Thanks! It seems like the direct route should be something like "turn the function into it's AST, apply derivative rules to transform the AST, turn the result back into a function". And this JAX post doesn't really speak in those terms, at least not directly.
> the direct route should be something like "turn the function into it's AST, apply derivative rules to transform the AST, turn the result back into a function"
A couple points on that:
1) The most direct route can be even simpler (what's called forward mode differentiation)! You want the derivative of a function in some direction at some point, and you can do that by just passing in the point and the direction. If every function involved knows how to transform the point and transform the direction, then you just evaluate it step by step, no transformations required.

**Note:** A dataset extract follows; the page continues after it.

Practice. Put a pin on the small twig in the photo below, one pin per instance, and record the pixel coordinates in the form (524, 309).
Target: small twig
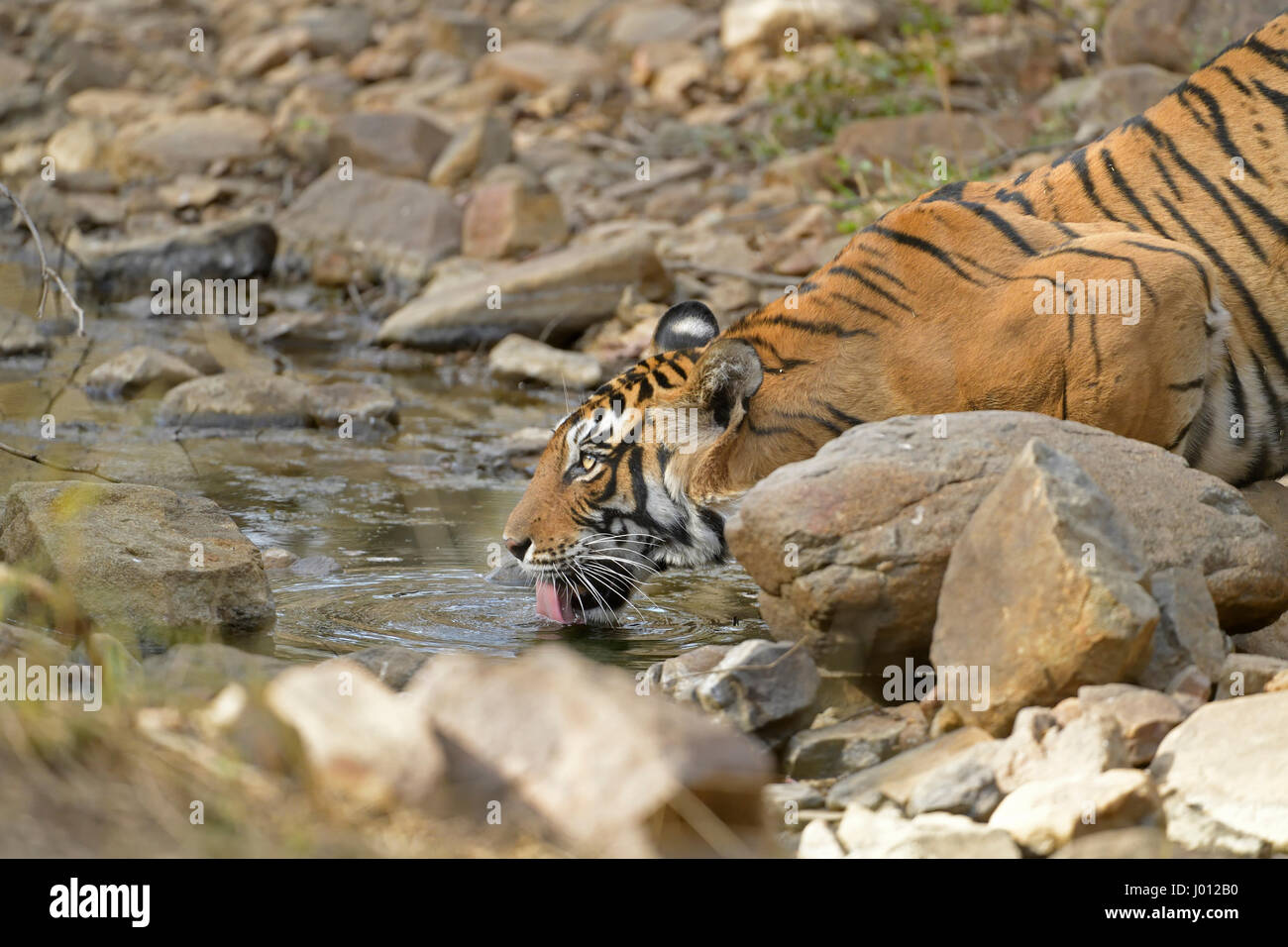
(47, 272)
(38, 459)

This is the "jvp" approach in OP.
2) Something that is often misunderstood about JAX is that JAX isn't just about taking derivatives. A large part of it is just about transforming functions. Hence its idiosyncrasies. It turns out one of the transformations you can do is exactly what you said: transform it into its AST (called jaxprs IIRC), then transform that into whatever you want (gradients, inverses, parallel computations, JIT compile it, whatever), then turn that back into a function. And that's exactly how the linked post does reverse mode differentiation a couple pages in (IIRC). That flexibility is both what makes JAX's approach so interesting, and what makes JAX such a PITA to debug.